Zoom Lock Switch on the left. On the right, top to bottom is the Focus Mode Switch AF/MO/MF, Focus Limiter Switch, Optical Stabiliser Switch, Custom Selector Switch. Also shown to the right of the switch panel is the tripod mounting ring with twist knob for tightening.
A Zoom Lock is fitted, which securely locks the lens at 150mm for transport purposes, and can also be set at full 100mm zoom settings to assist in accidentally slightly moving off the required zoom setting. As with the Sigma 150-600 S, I found this to be quite useful. When set at these 100mm intervals it can however be disengaged (except for the 150 lock setting) with a slightly firmer twist of the knurled zoom ring. The zoom ring operates smoothly with an anti-clockwise rotation to zoom from 150 to 600mm. Zoom creep occurs when the lens is pointed down or up with the lock disengaged.
Focus mode switch AF/MO/MF: Offers not only the standard autofocus (AF) and manual focus (MF) modes, but also MO which is Manual Override allowing the manual focus ring to be operated even when the focus is on continuous AF mode. How often this will be used remains to be seen, I didn’t find the need to use this feature, but as usual, it’s nice to know it’s there if you need it. An ultrasonic type focus motor that Sigma calls HSM (Hyper-Sonic Motor) for a fast and quiet AF function is standard for this lens.
A focus limiter switch is fitted, providing settings of 2.8m – 10m, 10m – infinity, and the full focus range.
Optical Stabiliser Switch – A two-stage OS is included:
- Mode 1: Normal OS in both horizontal and vertical planes
- Mode 2: Panning mode – OS in the vertical plane only
Also fitted is a special Custom Selector Switch: Using the USB Dock (sold separately, and which basically looks like a rear lens cap with electronic contacts and a USM cable) with the free Sigma Optimization Pro software the user can update the firmware of the lens and add custom settings to his lens setup for AF, OS function and focus range. Different settings can be stored in two memories, C1 and C2.

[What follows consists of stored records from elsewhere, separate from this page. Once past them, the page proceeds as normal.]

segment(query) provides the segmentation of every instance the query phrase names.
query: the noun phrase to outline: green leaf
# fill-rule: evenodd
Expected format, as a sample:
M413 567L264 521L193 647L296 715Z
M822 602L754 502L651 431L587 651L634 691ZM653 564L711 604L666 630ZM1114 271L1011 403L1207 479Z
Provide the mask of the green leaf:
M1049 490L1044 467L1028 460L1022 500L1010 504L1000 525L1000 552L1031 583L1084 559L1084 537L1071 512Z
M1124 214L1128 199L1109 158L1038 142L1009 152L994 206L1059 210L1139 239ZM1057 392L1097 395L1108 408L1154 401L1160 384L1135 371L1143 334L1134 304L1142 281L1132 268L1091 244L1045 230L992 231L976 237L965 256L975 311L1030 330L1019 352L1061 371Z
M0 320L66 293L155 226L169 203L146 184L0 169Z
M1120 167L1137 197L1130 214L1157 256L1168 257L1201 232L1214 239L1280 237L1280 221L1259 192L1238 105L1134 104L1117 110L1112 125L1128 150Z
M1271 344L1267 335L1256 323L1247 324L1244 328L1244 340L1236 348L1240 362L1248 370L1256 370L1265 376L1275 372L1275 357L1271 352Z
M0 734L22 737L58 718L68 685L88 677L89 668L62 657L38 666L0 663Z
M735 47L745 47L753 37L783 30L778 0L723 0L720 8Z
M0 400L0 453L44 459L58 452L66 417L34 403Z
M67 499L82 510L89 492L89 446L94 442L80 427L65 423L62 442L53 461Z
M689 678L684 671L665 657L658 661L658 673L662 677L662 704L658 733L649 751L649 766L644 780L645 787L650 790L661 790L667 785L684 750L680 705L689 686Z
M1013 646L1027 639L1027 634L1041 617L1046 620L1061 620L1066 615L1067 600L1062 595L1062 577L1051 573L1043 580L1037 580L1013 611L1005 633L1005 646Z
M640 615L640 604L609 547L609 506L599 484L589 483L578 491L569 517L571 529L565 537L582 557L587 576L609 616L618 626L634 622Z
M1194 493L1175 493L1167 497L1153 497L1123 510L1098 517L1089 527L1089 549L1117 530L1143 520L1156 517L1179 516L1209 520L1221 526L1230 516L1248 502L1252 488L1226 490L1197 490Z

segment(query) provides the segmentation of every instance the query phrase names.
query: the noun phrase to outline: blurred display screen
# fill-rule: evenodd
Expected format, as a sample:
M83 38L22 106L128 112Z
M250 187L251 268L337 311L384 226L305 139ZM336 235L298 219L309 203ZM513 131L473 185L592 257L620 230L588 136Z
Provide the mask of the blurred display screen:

A very sturdy, removable tripod mounting collar is supplied. The lens tightens securely in the collar with the familiar twist knob operation.
Mass: Being the lightest in its class the lens is easy to handhold and does not feel such a dead weight when walking long distances in the field carrying it by hand. It is almost a full kilogram lighter than the Sigma 150-600 S and just about a 100g lighter than the Tamron 150-600. The lens will still feel a little hefty to those not used to the large tele-zoom lenses.
Size: Typical size for a lens of this class; I didn’t find it to be a bulky lens.
The plastic lens hood uses a bayonet type fitting and clicks securely into place.
In the sturdy cardboard box, the buyer will find his lens with lens caps front and rear, lens hood, padded neoprene carry case and a lens strap. An information sheet which doubles as a user manual with all relevant info and warnings is also provided.
I prefer using a monopod with the big lenses when covering sporting events or doing birding photography on foot. The relatively, light weight of this lens didn’t really push me towards using a monopod, although I did use one for some of the testings.
Many of my nature shots were taken whilst handholding the lens and relying on the OS to neutralise camera shake when light levels were lower resulting in slower shutter speeds. I found that the OS worked really well, providing at least a 2.5 stop advantage, closer to 3 stops as average.
The Blue Crane was taken handheld with OS in mode 1.